# [SOLVED] BT Home Hub



## allangreen (Aug 9, 2007)

Hi All,
For a reason unknown to me, the username and or password on my BT Home Hub has been changed. 
Does anyone know if its possible to reset the unit to its default username and password settings?
Thanks


----------



## Jaymie1989 (Mar 25, 2007)

*Re: BT Home Hub*

Hi,

Have you tryed admin and admin for both password and username?

Jay:wave:


----------



## Delinquent85 (Aug 13, 2007)

*Re: BT Home Hub*

As Jaymie said admin and admin should be the default but if thats not working you can factory reset by holding the wireless association key in for around 15 seconds. The hub should click and the lights will go out.


----------



## Jaymie1989 (Mar 25, 2007)

*Re: BT Home Hub*

Hi Delinquent85,

I think its surpost to be between 25 and 30 seconds.


----------



## Delinquent85 (Aug 13, 2007)

*Re: BT Home Hub*

Yes, It's certainly somewhere around that mark but either way once it clicks and the lights go out, let go of the button and it will go through reseting itself.
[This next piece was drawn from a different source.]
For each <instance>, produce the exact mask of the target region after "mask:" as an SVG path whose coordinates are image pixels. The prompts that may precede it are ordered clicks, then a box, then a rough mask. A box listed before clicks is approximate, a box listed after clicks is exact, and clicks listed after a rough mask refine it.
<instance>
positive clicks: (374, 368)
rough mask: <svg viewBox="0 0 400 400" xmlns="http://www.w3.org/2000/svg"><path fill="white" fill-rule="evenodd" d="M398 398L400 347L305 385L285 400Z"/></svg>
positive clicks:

p.s If you factory reset the hub, you will need to re-register your talk account at bt.com/bbv if you have one and you'll also need to pair up the hub and phone again.


----------



## allangreen (Aug 9, 2007)

*Re: BT Home Hub*

Ok, but before I reset the hub I need to confirm.
a. Will the username and password revert back to admin & admin respective?
b. Will I get the default settings that came with the hub as new?
c. I know how to re-register the Talk account, but what do you mean "pair the hub and phone"?
I only ask as I had one hell of a time setting the thing up initally, as it is linked to two Belkin Wireless Repeaters, and I wonder if it might be wise to buy a spare from ebay for £20 and get it up and running before I lose my network.


----------



## Delinquent85 (Aug 13, 2007)

*Re: BT Home Hub*



allangreen said:


> Ok, but before I reset the hub I need to confirm.
> a. Will the username and password revert back to admin & admin respective? *Yes*
> 
> b. Will I get the default settings that came with the hub as new? *Yes*
> ...


----------



## allangreen (Aug 9, 2007)

*Re: BT Home Hub*

Brilliant - Thanks for the update.
I'll try it out this weekend.
Kind Regards


----------



## allangreen (Aug 9, 2007)

*Re: BT Home Hub*

Well I couldn't wait till the Weekend.
Its 10min past midnight. I reset it all and No problems.
Thanks for the support.
Kind Regards


----------